Research and innovation

Joint academic/NHS appointments are strongly encouraged but NHS time provision overall must be sufficient to cover the clinical workload of two whole-time equivalents. Most immunologists (irrespective of whether they are partly or wholly academic/university funded) are actively involved in ethical committee-approved research projects, often collaborating with other specialties where immunopathology is common (eg renal medicine, rheumatology, dermatology, neurology, infectious diseases).

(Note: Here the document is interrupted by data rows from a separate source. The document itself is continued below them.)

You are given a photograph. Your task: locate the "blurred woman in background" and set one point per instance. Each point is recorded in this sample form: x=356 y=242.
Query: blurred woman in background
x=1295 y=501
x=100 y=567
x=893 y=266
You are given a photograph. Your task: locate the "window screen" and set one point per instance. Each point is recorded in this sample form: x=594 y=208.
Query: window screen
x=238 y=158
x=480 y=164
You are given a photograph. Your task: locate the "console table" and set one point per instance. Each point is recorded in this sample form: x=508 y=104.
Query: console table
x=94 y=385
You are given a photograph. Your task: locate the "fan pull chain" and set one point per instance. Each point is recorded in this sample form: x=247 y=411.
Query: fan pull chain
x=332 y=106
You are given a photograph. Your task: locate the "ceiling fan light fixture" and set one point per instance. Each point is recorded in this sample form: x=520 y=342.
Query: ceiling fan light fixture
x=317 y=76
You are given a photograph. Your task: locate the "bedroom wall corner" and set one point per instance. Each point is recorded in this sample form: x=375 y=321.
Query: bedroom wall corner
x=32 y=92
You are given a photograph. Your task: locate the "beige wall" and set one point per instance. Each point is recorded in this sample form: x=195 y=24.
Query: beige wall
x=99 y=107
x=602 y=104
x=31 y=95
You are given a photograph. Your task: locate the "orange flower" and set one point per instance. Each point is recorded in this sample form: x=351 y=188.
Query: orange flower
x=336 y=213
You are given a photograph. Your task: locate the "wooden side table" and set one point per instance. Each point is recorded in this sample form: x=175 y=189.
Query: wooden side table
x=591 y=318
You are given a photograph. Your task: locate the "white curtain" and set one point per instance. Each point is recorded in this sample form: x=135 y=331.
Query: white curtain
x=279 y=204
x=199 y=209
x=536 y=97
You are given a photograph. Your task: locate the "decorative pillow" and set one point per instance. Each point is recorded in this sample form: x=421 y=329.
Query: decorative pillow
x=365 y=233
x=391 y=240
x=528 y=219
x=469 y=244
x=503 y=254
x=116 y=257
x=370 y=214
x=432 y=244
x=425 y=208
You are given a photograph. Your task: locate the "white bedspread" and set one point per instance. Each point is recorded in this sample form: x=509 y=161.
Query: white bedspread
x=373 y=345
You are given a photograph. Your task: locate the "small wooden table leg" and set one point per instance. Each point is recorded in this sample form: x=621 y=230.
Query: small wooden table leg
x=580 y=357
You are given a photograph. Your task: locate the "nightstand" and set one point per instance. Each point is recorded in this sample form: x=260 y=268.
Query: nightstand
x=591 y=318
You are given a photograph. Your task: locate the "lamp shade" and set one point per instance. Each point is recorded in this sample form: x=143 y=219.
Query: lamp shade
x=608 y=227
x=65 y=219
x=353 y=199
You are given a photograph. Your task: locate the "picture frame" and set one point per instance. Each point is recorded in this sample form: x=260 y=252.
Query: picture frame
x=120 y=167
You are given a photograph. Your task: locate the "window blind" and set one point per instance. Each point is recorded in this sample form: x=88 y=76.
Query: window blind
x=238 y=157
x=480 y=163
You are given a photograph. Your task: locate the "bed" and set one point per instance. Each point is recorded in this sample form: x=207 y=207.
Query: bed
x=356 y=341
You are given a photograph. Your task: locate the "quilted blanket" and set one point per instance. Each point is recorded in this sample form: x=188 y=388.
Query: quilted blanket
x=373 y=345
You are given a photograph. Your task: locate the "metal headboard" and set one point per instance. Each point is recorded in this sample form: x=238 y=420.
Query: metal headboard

The local immunology diagnostic laboratory is also often a focus for research and is clinically directed by consultants in immunology. It receives and (with consent) stores precious patient samples for diagnosis and disease monitoring. The laboratory skills and equipment often help form the basis of audit and research collaborations. The majority of consultant immunologists have research experience, sometimes from prior to applying for STG3 specialty clinical training. Completion of an MD or PhD degree in immunology is encouraged. There is a close relationship between research and subspecialty expertise.  Non-academic immunologists also participate in research in a variety of ways, including:

  • contributing to national and international databases
  • studying families with rare or novel diseases in the UK 100,000 genome project
  • directing opportunities provided by the diagnostic immunology laboratories, eg the ESID registry (European Society for Immunodeficiencies), which lists detailed genetic diagnostic information and clinical features of rare immunodeficiencies.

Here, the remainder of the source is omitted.